Thursday, June 18, 2015
When it comes to preaching this text, it could be interesting to end the sermon with the same question: "Who then is this, that even the wind and sea obey him?" We preachers tend to tie our sermons off with pretty bows and end with "amen" or some Pauline phrase, but Mark's Gospel gives us a variety of texts where the lack of conclusion opens us up to the possibility of what God is doing in the "storms" of the world and in our lives.
Rob's response to Jim's post:
In Jim's post, he put something in parenthesis that I wanted to unpack. He wrote, "The Greek for awake is actually 'arose'." Indeed, the word here is εγειρω, which also means raised up or even resurrected. Once again, a subtle foreshadowing of the unfolding mystery in Mark's Gospel. In this passage of Jesus calming the storm, the word μεγας (mega, meaning big) shows up three times: a BIG storm; a BIG calm and a BIG fear. When Jesus power is revealed, it brings both calm and fear, an ironic, if not dialectical combination of emotions. Perhaps the bigger the demonstration, the bigger the fear! This also points to the resurrection in Mark's Gospel, when the full revelation of Jesus power is accompanied by great calm in the tomb but also also fear in the first witnesses (φοβεω, Mark 16.8).

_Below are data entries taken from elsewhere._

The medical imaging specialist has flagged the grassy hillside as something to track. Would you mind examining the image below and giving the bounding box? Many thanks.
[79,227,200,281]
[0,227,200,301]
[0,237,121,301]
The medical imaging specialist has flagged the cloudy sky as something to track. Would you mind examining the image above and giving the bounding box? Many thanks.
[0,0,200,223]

One other little grammar point on fear:
Cognate Accusative: This fancy term is when the verb and object both are from the same word, like "I rode a ride." It is considered bad English, but is quite common in Hebrew and in NT Greek. In this case, Mark says they "feared a big fear" (εφοβηθησαν φοβον) The weird conjugation of an aorist passive 3rd person plural makes this tough to see. But it is really simple: They feared a big fear!